In Baseten & Truss, there are two notions of concurrency:

There are two levers for managing concurrency:

  • Concurrency target: set in the Baseten UI, the number of requests that will be sent to a model at the same time
  • Predict concurrency: set in the Truss config, governs how many requests can go through the predict function on your Truss at once after they’ve made it to the model container.

Concurrency target

The concurrency target is set in the Baseten UI and governs the maximum number of requests that will be sent to a single model replica. Once the concurrency target is exceeded across all active replicas, the autoscaler will add more replicas (unless the max replica count is reached).

Let’s dive into a concrete example. Let’s say that we have:

  • A model deployment with exactly 1 replica.
  • A concurrency target of 2 requests.
  • 5 incoming requests.

In this situation, the first 2 requests will be sent to the model container, while the other 3 are placed in a queue. As the requests in the container are completed, requests are sent in from the queue.

However, if the model deployment’s autoscaling settings were to allow for more than one replica, this situation would trigger another replica to be created as there are requests in the queue.

Predict concurrency

Predict concurrency operates within the model container and governs how many requests will go through the Truss’ predict function concurrently.

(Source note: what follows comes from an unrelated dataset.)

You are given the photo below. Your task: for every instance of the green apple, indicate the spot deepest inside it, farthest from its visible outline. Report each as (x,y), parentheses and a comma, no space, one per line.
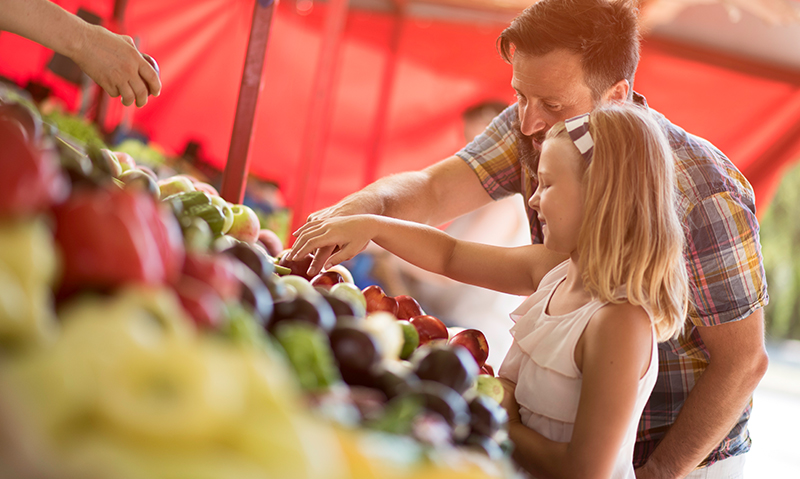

A Truss can implement three functions to process a request:

  • preprocess: processes model input before inference. For example, in a Truss for Whisper, this function might download the audio file for transcription from a URL in the request body.
  • predict: performs model inference. This is the only function that blocks the GPU.
  • postprocess: processes model output after inference, such as uploading the results of a text-to-image model like Stable Diffusion to S3.

The predict concurrency setting lets you limit access to the GPU-blocking predict function while still handling pre- and post-processing steps with higher concurrency.

Predict concurrency is set in the Truss’ config.yaml file:

model_name: "My model with concurrency limits"
    predict_concurrency: 2 # the default is 1

To better understand this, let’s extend our previous example by zooming in on the model pod:

  • A model deployment with exactly 1 replica.
  • A concurrency target of 2 requests.
  • New: a predict concurrency of 1 request.
  • 5 incoming requests.

Here’s what happens:

  1. Two requests enter the model container.
  2. Both requests begin pre-processing immediately.
  3. When one request finishes pre-processing, it it let into the GPU to run inference. The other request will be queued if it finishes pre-processing before the first request finishes inference.
  4. After the first request finishes inference, it moves to post-processing and the second requests begins inference on the GPU.
  5. After the second request finishes inference, it can immediately move to post-processing whether or not the first request is still in post-processing.

This shows how predict concurrency protects the GPU resources in the model container while still allowing for high concurrency in the CPU-bound pre- and post-processing steps.

Concurrency target must be greater than or equal to predict concurrency, or your maximum predict concurrency will never be reached.